🤖 AI Summary
This work addresses the challenge of reward-guided training in discrete diffusion language models, where non-differentiable sampling necessitates approximations such as continuous relaxation or straight-through estimators—both of which often introduce gradient distortion or suboptimal optimization. To overcome this limitation, the authors propose an entropy-aware dynamic gradient modulation mechanism that adaptively adjusts the gradient feedback from continuous relaxation based on the model’s predictive confidence. This approach enhances guidance efficacy while preserving semantic plausibility, effectively breaking the traditional trade-off between gradient fidelity and optimization efficiency.
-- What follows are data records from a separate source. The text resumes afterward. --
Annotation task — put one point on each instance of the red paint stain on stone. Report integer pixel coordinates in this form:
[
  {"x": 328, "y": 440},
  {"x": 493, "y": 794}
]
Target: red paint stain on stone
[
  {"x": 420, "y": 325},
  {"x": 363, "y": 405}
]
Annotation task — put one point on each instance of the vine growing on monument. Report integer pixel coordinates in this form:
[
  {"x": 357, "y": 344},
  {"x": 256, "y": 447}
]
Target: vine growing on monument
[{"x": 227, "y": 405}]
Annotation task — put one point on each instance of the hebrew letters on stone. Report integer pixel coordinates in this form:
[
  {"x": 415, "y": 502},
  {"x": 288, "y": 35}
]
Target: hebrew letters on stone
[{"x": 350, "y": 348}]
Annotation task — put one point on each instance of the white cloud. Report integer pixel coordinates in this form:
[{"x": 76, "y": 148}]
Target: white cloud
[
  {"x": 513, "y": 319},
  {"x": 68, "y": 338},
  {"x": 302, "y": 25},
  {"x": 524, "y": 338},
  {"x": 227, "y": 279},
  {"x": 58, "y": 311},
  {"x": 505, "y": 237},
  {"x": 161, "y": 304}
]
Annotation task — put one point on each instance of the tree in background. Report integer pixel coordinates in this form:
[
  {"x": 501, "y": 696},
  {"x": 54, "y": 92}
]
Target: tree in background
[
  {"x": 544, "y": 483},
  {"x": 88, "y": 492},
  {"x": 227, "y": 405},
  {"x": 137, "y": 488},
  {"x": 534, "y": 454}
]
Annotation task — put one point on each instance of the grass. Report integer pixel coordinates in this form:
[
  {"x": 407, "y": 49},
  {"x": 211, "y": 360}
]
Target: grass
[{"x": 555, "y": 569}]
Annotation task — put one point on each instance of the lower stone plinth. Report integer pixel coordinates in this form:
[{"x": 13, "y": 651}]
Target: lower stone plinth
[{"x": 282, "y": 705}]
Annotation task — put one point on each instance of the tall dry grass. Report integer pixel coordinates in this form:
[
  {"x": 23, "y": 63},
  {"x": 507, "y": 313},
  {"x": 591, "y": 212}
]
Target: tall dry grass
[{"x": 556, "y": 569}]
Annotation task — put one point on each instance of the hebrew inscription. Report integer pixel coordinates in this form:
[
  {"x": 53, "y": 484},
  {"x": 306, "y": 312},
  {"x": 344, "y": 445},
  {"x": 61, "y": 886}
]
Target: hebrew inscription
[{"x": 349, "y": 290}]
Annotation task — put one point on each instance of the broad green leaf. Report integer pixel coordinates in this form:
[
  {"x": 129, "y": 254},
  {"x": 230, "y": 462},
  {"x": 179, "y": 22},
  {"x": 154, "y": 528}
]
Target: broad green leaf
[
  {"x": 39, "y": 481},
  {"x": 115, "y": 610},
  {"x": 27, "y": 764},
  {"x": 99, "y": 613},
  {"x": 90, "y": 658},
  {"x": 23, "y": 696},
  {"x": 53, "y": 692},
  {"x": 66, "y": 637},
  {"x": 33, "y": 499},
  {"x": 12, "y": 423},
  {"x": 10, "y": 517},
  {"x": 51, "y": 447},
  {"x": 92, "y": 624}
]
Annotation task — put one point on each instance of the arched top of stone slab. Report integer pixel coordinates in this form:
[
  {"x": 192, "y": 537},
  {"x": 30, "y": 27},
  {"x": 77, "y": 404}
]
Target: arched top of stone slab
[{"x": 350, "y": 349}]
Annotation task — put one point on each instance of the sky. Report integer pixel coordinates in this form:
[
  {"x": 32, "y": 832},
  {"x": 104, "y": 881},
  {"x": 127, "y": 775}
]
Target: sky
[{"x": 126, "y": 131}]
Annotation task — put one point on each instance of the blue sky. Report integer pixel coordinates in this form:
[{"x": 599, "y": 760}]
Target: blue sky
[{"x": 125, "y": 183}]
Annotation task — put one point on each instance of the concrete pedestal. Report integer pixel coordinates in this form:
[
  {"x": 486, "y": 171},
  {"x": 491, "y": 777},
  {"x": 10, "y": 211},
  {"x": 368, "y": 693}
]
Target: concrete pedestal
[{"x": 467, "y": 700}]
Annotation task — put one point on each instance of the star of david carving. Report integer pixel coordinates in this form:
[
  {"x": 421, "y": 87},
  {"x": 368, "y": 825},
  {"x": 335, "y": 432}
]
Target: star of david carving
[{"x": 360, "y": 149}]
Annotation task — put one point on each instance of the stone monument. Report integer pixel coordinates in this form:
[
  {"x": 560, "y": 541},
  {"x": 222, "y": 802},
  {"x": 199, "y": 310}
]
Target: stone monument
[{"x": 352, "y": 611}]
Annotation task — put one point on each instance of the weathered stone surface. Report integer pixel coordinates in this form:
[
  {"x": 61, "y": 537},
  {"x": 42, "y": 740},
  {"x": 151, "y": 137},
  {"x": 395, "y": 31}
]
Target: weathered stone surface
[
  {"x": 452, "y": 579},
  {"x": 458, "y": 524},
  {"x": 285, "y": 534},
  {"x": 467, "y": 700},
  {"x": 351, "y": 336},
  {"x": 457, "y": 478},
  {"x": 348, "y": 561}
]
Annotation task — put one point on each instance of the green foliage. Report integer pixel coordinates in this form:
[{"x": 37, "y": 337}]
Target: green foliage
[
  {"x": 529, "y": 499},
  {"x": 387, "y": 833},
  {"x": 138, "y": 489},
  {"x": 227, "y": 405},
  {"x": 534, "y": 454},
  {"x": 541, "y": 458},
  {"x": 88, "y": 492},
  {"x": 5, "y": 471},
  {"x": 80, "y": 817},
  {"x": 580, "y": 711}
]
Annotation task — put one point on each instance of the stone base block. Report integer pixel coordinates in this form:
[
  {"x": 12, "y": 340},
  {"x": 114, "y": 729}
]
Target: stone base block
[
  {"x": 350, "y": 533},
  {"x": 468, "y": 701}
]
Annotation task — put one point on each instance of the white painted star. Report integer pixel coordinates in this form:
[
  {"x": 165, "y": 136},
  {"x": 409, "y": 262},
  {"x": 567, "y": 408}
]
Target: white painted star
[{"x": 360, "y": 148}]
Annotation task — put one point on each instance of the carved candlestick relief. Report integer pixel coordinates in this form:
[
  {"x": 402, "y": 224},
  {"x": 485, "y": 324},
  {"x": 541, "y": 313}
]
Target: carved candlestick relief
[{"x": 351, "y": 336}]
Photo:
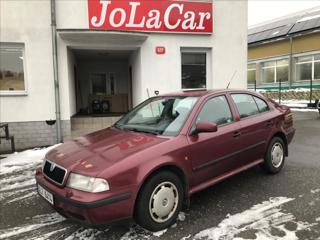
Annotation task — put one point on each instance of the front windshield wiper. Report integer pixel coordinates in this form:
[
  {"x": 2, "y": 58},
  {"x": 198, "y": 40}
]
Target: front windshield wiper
[{"x": 117, "y": 126}]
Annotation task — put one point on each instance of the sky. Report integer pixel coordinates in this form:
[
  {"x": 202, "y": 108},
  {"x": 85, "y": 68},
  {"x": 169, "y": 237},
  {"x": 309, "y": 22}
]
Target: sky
[{"x": 261, "y": 10}]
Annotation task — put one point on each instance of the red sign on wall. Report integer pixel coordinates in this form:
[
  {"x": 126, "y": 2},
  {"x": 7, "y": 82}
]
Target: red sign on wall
[
  {"x": 160, "y": 50},
  {"x": 151, "y": 15}
]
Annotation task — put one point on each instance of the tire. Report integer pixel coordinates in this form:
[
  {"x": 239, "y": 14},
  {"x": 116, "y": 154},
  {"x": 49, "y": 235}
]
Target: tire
[
  {"x": 159, "y": 201},
  {"x": 275, "y": 156}
]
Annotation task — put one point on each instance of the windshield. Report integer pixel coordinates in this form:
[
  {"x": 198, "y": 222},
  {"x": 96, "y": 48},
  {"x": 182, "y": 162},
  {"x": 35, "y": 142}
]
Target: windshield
[{"x": 160, "y": 115}]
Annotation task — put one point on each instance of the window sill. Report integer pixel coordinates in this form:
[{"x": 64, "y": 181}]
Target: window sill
[{"x": 13, "y": 93}]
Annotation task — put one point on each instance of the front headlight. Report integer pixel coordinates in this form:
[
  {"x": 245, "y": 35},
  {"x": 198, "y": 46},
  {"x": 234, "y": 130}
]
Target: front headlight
[{"x": 87, "y": 184}]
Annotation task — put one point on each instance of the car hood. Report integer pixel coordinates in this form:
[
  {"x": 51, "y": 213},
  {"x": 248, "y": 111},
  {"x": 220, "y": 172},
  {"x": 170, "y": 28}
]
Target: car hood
[{"x": 91, "y": 154}]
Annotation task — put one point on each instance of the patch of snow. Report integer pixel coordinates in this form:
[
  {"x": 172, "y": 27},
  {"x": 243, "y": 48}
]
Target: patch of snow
[
  {"x": 181, "y": 216},
  {"x": 186, "y": 237},
  {"x": 137, "y": 233},
  {"x": 23, "y": 197},
  {"x": 261, "y": 218},
  {"x": 304, "y": 109},
  {"x": 37, "y": 222},
  {"x": 308, "y": 18},
  {"x": 18, "y": 185},
  {"x": 174, "y": 225},
  {"x": 85, "y": 234},
  {"x": 315, "y": 190},
  {"x": 23, "y": 160},
  {"x": 5, "y": 195},
  {"x": 160, "y": 233}
]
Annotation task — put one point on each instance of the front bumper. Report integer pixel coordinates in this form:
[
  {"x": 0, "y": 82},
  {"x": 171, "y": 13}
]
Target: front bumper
[
  {"x": 106, "y": 208},
  {"x": 290, "y": 135}
]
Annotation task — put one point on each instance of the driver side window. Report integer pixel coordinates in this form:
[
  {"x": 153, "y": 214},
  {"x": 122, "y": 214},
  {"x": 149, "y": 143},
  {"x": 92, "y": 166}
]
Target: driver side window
[{"x": 216, "y": 110}]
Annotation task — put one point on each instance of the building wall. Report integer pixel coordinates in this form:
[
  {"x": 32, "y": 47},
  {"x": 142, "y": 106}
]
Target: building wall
[
  {"x": 17, "y": 26},
  {"x": 119, "y": 67},
  {"x": 227, "y": 49},
  {"x": 303, "y": 43}
]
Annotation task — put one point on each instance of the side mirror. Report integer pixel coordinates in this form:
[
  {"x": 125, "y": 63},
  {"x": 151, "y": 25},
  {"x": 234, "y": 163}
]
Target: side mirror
[{"x": 202, "y": 127}]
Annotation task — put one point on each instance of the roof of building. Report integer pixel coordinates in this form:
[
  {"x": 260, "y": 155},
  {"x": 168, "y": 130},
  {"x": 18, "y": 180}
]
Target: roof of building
[{"x": 297, "y": 23}]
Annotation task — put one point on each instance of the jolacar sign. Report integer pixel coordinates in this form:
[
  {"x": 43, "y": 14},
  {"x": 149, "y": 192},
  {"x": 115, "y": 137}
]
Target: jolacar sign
[{"x": 151, "y": 15}]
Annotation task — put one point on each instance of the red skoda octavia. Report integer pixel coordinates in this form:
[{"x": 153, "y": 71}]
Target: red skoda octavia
[{"x": 154, "y": 158}]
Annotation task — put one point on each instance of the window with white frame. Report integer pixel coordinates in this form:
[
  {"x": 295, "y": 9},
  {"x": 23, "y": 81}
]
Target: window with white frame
[
  {"x": 194, "y": 70},
  {"x": 12, "y": 78},
  {"x": 251, "y": 70},
  {"x": 275, "y": 71},
  {"x": 307, "y": 68}
]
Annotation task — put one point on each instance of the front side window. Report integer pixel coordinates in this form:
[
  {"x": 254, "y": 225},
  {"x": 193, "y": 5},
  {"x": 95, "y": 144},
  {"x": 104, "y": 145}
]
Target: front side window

Evaluated on a 7B-parameter diffusion language model across three distinct reward models and three multi-skill benchmarks, the method consistently outperforms current state-of-the-art approaches.
📝 Abstract
Reward guidance has been applied to great success in the test-time adaptation of continuous diffusion models; it updates each denoising step using the gradients from a downstream reward model. We study reward guidance for discrete diffusion language models, where one cannot differentiate through the natural outputs of the model because they are discrete tokens. Existing approaches either replace these discrete tokens with continuous relaxations, or employ techniques like the straight-through estimator. In this work, we show the downsides of both these methods. The former degrades gradient feedback because the reward model has never been trained with continuous inputs. The latter involves incorrect optimization because the gradient evaluated at discrete tokens is used to update continuous logits. Our key innovation is to go beyond this tradeoff by introducing a novel mechanism called EntRGi: Entropy aware Reward Guidance that dynamically regulates the gradients from the reward model. By modulating the continuous relaxation using the model's confidence, our approach substantially improves reward guidance while providing reliable inputs to the reward model. We empirically validate our approach on a 7B-parameter diffusion language model across 3 diverse reward models and 3 multi-skill benchmarks, showing consistent improvements over state-of-the-art methods.